During the June 22 meeting of the Houston City Council, Mayor Sylvester Turner announced that he will add an additional $20 million from the fund balance into the SWAT initiative, doubling the amount of funding for projects.

Turner said his decision comes after hearing resident feedback while working on Houston’s fiscal year 2022-23 budget. The money will allow council members to do more projects in their respective districts than they had planned, and it will be given in equal distributions to the districts, he said.

During the meeting, Martha Castex-Tatum, District K Council Member and vice mayor pro tem, said she is excited about the additional funds.

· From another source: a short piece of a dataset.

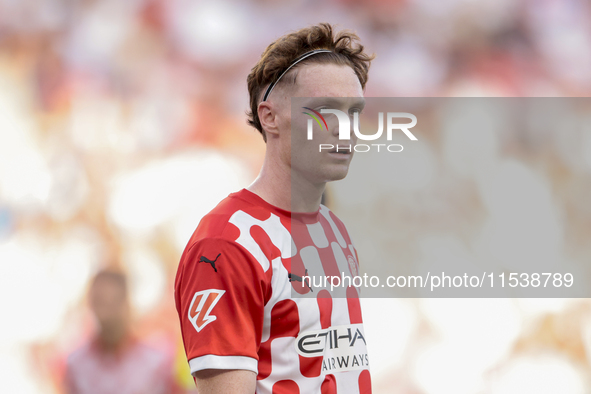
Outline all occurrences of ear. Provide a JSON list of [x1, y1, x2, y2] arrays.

“I’m excited about this additional funding because I know that this translates to our projects being done quicker, more expeditiously and citizens seeing that their tax dollars are at work,” she said. “Their neighborhoods are being protected.”

According to a city presentation, SWAT projects are intended to “reduce localized drainage problems throughout the city” by rehabilitating and upgrading existing drainage systems for day-to-day storm events and expanding maintenance capability.

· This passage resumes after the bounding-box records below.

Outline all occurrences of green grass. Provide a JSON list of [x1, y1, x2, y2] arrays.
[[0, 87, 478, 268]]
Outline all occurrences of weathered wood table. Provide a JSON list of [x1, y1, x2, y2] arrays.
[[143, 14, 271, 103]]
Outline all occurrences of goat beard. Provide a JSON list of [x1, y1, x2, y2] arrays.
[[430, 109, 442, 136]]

In the past, some community groups have come forward to ask the city for help with drainage issues in their areas. The Northeast Action Collective, a group that resides in District B, has repeatedly spoken at public sessions and held protests to demand more money to fix open ditch drains in the district, as previously reported by Community Impact Newspaper.

During the June 22 meeting, NAC member Benjamin Broadway spoke out about the flooding issues he has seen. Although his home—built by Habitat for Humanity—has not been directly affected by the poor drainage, he said he had to wait a year before signing and closing a deal on his home because of floods. Because of this, he said he fears his home could flood if the city experiences another major weather event this hurricane season.

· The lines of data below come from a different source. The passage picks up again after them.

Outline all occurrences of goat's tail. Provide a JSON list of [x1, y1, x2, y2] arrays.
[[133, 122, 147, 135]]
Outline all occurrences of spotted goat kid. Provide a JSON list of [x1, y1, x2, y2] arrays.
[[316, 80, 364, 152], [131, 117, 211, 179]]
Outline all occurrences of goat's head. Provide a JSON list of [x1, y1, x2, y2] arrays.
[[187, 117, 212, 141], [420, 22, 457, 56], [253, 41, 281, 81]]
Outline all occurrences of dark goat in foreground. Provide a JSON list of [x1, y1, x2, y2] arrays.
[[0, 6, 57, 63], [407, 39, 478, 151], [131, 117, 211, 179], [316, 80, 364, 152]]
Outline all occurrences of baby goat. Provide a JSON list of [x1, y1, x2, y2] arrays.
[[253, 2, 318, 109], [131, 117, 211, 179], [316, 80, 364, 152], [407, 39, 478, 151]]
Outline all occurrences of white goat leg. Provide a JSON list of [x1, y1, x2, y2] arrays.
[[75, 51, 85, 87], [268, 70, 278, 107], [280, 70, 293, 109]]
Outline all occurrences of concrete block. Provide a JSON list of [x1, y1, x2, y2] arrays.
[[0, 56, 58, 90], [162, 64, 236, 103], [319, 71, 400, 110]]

Allison Hay, Habitat for Humanity’s executive director, spoke in support of the additional funding during the meeting. The Houston branch of the nonprofit repaired over 850 homes that were damaged due to Hurricane Harvey. The funding will help reduce instances where homes have to be repaired multiple times, she said.

“Houston Habitat is hyper-focused on trying to make sure that the homes we repaired stay resilient,” Hay said.

According to officials from Turner’s office, the money will be taken from the fiscal year 2021-22 fund balance. The funds will be reflected in the city’s monthly financial report for June.